Nous demandons, par contre, votre intervention urgente pour :

• des aides de l’Etat, mieux ciblées et plus efficaces ;

• un environnement fiscal et juridique favorable qui permette le développement de la presse numérique, avec notamment l’application du taux réduit de TVA.

Aujourd’hui, deux sites de presse, Arrêt sur images et Dijonscope, sont menacés dans leur avenir. Non parce qu’ils sont mal gérés ou qu’ils ne rencontrent pas l’adhésion de très nombreux lecteurs. Mais parce qu’une administration fiscale aveugle et un gouvernement attentiste demeurent figés sur des dogmes dépassés.

Sans intervention de votre part, Monsieur le Président, nous irons au bout de notre démarche. Nous saisirons la Cour de justice de l’Union européenne.

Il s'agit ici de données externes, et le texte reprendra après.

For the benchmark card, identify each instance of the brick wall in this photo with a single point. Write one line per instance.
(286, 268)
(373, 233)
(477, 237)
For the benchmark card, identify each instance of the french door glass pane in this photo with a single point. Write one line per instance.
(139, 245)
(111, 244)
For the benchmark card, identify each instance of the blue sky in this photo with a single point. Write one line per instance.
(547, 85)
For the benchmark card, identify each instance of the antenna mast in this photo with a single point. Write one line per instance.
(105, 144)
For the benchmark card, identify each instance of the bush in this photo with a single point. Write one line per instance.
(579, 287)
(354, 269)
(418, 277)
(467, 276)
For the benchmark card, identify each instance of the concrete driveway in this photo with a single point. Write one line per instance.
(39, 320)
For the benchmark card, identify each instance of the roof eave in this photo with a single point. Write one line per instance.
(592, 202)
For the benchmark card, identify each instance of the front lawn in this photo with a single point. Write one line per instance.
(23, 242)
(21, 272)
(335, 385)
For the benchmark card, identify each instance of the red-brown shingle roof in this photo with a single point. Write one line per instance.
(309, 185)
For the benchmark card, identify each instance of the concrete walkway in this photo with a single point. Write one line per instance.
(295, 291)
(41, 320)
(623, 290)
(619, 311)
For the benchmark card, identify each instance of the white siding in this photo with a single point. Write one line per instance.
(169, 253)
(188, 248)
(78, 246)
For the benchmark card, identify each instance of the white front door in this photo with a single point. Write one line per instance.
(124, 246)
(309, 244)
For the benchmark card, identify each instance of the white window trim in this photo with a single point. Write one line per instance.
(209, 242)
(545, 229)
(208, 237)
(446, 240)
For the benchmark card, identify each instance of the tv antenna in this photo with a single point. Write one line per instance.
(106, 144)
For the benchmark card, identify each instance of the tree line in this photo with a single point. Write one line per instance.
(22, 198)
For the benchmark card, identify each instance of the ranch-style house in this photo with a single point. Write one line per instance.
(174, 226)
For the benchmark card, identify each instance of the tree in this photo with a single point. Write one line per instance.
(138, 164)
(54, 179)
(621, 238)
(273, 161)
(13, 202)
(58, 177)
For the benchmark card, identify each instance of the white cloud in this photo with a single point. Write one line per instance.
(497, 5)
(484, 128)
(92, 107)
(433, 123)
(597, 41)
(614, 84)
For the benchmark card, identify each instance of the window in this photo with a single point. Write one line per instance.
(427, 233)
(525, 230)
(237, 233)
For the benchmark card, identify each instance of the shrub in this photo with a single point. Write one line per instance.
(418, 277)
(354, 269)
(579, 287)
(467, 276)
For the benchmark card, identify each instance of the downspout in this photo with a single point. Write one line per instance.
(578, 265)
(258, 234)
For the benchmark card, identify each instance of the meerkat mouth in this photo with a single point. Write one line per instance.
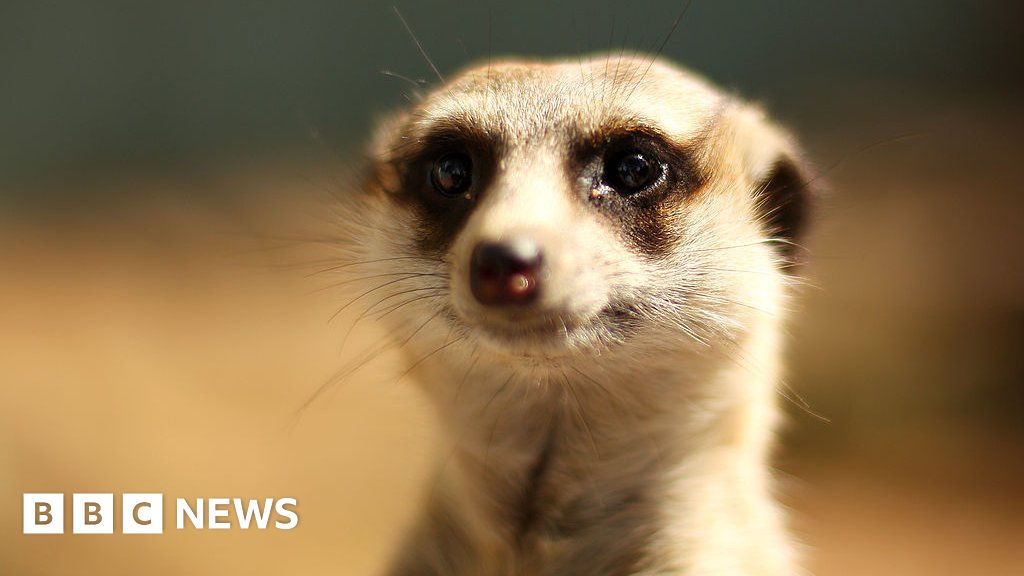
(554, 333)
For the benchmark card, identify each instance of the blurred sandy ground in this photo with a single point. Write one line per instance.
(160, 345)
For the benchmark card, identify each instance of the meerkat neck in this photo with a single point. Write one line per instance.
(567, 479)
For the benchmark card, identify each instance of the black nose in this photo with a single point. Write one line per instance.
(506, 273)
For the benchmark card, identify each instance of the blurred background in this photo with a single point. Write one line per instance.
(155, 335)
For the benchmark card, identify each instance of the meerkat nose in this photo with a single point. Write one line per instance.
(506, 273)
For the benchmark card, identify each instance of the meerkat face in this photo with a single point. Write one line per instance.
(547, 209)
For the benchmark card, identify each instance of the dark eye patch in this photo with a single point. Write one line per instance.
(441, 175)
(637, 176)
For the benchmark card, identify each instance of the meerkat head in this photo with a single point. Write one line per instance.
(544, 210)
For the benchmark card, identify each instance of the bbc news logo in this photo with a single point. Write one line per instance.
(143, 513)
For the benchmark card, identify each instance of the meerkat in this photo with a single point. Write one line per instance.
(588, 265)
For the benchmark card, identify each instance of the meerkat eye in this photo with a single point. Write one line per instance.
(452, 174)
(631, 171)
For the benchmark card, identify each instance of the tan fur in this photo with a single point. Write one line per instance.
(590, 452)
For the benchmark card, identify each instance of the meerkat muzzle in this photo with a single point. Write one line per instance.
(506, 273)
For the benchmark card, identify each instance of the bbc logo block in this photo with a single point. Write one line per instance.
(143, 513)
(92, 513)
(43, 513)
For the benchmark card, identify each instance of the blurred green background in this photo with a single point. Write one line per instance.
(133, 134)
(107, 86)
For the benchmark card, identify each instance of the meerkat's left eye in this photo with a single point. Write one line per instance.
(452, 174)
(631, 171)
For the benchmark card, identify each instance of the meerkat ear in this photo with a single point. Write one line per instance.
(783, 183)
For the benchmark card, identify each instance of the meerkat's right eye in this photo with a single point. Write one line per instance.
(631, 171)
(452, 174)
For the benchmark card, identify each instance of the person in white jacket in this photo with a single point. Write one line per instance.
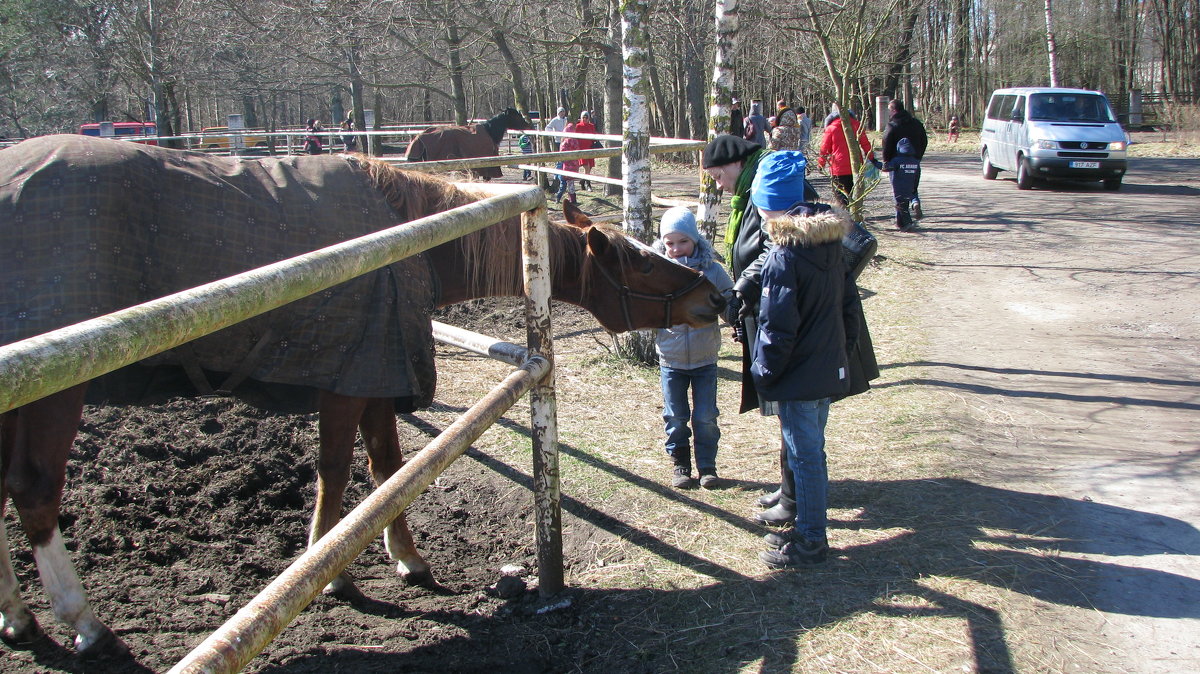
(688, 359)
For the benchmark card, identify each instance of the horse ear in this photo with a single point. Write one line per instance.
(574, 215)
(598, 241)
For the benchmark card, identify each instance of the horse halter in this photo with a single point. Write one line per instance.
(625, 293)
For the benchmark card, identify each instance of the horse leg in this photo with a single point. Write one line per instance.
(379, 435)
(18, 626)
(337, 425)
(36, 450)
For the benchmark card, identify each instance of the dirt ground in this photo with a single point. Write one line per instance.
(1061, 322)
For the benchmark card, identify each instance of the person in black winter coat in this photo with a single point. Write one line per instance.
(905, 170)
(904, 125)
(808, 324)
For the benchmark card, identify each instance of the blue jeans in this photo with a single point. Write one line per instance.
(702, 414)
(803, 426)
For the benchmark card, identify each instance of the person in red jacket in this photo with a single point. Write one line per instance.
(835, 155)
(586, 126)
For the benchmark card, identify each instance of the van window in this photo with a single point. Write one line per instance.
(1001, 107)
(1069, 107)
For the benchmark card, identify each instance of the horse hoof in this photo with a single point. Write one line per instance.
(421, 579)
(106, 645)
(345, 589)
(23, 637)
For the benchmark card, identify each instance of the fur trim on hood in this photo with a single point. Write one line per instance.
(809, 230)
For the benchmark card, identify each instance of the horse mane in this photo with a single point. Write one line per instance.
(415, 194)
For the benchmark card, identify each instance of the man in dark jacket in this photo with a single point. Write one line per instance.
(904, 125)
(808, 320)
(733, 162)
(737, 119)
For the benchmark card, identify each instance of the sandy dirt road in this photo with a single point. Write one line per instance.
(1063, 320)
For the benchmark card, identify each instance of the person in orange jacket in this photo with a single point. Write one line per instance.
(835, 155)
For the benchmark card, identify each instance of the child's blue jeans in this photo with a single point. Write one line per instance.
(702, 413)
(803, 426)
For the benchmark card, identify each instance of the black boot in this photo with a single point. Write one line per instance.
(904, 218)
(779, 515)
(771, 499)
(783, 511)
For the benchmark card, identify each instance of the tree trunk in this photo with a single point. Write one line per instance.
(612, 90)
(457, 91)
(1051, 50)
(515, 73)
(720, 95)
(636, 155)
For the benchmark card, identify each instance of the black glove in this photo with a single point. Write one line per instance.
(733, 310)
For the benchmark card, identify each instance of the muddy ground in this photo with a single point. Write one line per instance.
(1062, 318)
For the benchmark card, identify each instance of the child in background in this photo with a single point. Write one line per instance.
(905, 169)
(526, 149)
(688, 357)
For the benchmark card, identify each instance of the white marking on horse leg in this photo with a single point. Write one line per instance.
(66, 593)
(16, 621)
(399, 542)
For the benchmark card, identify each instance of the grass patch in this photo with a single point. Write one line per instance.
(931, 571)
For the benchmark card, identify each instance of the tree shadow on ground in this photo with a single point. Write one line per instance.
(923, 536)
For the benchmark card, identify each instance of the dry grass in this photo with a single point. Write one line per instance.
(927, 576)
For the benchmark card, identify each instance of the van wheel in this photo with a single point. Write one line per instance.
(1024, 180)
(989, 172)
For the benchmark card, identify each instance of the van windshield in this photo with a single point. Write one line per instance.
(1069, 107)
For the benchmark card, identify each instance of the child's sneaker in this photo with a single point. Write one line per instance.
(682, 479)
(796, 552)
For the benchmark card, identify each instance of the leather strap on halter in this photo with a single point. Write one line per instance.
(624, 292)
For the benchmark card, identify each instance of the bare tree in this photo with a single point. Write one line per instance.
(720, 96)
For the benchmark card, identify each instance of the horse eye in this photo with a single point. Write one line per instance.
(647, 264)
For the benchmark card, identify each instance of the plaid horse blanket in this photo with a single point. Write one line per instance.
(91, 226)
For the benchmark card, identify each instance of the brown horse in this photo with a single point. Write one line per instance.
(462, 142)
(81, 185)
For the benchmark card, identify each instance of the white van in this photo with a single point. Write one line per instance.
(1050, 132)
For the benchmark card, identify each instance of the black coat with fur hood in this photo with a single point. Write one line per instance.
(808, 314)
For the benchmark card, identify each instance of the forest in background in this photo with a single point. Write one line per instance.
(189, 64)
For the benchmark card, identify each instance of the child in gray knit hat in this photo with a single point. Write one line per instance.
(688, 359)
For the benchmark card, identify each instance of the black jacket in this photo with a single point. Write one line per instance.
(808, 313)
(904, 125)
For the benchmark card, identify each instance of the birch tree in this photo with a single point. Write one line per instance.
(720, 95)
(635, 160)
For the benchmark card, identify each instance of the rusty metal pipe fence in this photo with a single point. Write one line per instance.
(47, 363)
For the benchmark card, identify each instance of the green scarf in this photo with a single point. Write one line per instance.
(739, 202)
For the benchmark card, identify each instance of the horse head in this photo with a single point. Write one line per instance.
(628, 286)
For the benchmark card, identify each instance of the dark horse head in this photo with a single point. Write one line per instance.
(508, 119)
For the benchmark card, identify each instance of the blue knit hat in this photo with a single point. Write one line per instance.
(779, 182)
(679, 218)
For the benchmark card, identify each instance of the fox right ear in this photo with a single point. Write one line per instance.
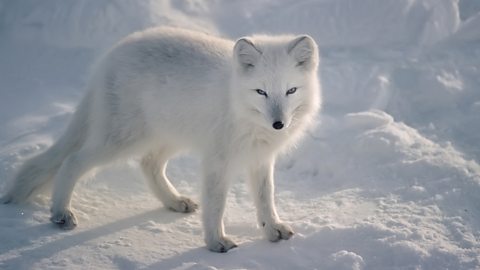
(246, 54)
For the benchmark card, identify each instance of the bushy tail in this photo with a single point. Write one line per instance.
(36, 173)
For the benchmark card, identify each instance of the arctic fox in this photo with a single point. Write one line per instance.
(164, 90)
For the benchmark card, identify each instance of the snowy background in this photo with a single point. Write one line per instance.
(390, 179)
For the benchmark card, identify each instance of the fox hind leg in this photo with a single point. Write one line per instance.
(154, 166)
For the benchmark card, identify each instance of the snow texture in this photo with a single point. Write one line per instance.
(389, 179)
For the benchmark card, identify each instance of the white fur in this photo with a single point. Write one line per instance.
(166, 90)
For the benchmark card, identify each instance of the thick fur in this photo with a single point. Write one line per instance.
(166, 90)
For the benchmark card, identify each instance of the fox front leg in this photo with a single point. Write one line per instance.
(262, 188)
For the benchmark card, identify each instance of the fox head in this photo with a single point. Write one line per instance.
(275, 81)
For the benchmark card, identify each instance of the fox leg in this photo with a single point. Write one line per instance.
(73, 167)
(214, 194)
(262, 188)
(154, 165)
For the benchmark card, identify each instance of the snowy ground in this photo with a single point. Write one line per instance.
(390, 179)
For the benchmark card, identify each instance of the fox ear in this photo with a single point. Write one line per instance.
(304, 50)
(246, 54)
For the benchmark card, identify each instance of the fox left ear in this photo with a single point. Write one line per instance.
(304, 50)
(246, 53)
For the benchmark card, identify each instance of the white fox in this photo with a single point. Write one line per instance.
(164, 90)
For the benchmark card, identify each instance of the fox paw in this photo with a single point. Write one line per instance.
(183, 205)
(278, 231)
(221, 245)
(65, 220)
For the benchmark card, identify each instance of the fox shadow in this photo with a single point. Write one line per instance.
(70, 238)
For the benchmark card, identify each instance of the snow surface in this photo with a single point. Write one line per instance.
(390, 179)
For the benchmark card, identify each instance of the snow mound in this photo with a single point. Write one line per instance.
(389, 180)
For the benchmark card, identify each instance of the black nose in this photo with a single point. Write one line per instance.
(277, 125)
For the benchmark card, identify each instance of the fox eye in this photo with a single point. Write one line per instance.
(261, 92)
(291, 91)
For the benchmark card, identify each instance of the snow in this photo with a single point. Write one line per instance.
(389, 179)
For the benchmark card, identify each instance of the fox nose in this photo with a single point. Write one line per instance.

La situation sera d’autant plus paradoxale que votre gouvernement s’apprête à défendre devant cette même Cour le taux réduit de TVA pour le livre numérique, en faisant valoir les mêmes arguments que ceux que nous mettons en avant pour défendre le taux réduit pour la presse numérique.

Nous pouvons à ce sujet, reprendre à notre compte les termes du communiqué publié le 22 février par Fleur Pellerin et Aurélie Filippetti : «La France, écrivaient-elles, défendra devant la Cour de justice le principe de neutralité fiscale afin de ne pas entraver l’essor du livre numérique alors même que le marché européen est en cours de structuration ». Nous remplacerions simplement « livre numérique » par « presse numérique ».